Hearing how so many hosts so dismissively handle error-highlighting callers, it becomes clear that it's mere lip service when they reflexively and so disingenuously insist corrections are always welcome on the phone bank or in the e-mailbox. The ugly truth is most are far less interested in getting the details right than they are in drawing--or dragging, in the cases of Beck and Savage--the audience nearer a particular line of political thinking. Which may rank as the most important of the several reasons why I've been iconoclastically arguing for decades that the principal aim of an intellectually-honest newstalk radio show should never be to sway votes.
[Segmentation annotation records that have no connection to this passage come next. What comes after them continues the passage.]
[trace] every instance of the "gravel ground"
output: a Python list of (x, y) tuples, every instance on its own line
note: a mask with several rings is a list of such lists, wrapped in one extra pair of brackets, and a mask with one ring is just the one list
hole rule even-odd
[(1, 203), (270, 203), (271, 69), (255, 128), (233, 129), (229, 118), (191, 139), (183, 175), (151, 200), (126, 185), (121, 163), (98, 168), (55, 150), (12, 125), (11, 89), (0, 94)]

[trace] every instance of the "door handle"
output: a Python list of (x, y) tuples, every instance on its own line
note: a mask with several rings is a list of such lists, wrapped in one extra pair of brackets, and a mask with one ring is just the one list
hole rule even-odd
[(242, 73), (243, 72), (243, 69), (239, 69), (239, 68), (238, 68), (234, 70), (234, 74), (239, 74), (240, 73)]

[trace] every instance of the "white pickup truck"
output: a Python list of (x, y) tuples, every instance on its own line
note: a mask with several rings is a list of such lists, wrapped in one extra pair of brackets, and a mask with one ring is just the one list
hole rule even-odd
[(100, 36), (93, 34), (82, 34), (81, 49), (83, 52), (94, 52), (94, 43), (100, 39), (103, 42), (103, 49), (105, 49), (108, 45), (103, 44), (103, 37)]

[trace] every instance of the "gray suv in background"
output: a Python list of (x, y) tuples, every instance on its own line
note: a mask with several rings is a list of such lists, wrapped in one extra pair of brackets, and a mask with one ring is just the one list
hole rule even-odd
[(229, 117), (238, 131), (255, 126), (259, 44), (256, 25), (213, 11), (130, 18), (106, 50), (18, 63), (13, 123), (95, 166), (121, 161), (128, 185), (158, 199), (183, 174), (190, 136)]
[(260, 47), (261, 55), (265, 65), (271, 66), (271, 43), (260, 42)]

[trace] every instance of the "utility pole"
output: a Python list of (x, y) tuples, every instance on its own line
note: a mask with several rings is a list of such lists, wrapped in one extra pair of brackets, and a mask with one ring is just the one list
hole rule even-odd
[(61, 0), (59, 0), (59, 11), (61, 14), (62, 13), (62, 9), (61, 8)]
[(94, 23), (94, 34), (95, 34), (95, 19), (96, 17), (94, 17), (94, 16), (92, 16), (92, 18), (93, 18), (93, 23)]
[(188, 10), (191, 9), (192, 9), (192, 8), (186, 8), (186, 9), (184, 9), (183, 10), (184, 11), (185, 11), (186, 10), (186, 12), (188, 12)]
That's not to say a host oughtn't voice and defend political views on the air, of course; that would be next to impossible on any issues-oriented show anyway. But it's an immense imposition on the listener, and all but unforgivable, whenever that's the point of the show, as is now increasingly the fashion.


Limbaugh's sterling broadcasting instincts ensure his amazing program, as ideological as any in mainstream newstalk radio, without exception honors this subtle but vital distinction. But the same can't, alas, be said of The Michael Medved Show. Reflective of this is how, when fielding correcting calls, Limbaugh generally seems appreciative, while Medved often sounds less grateful than irritated after some alert caller catches his formidable memory misremembering something.

But in newstalk radio, even minor uncorrected mistakes can add up, over time, to major credibility erosion. In fact.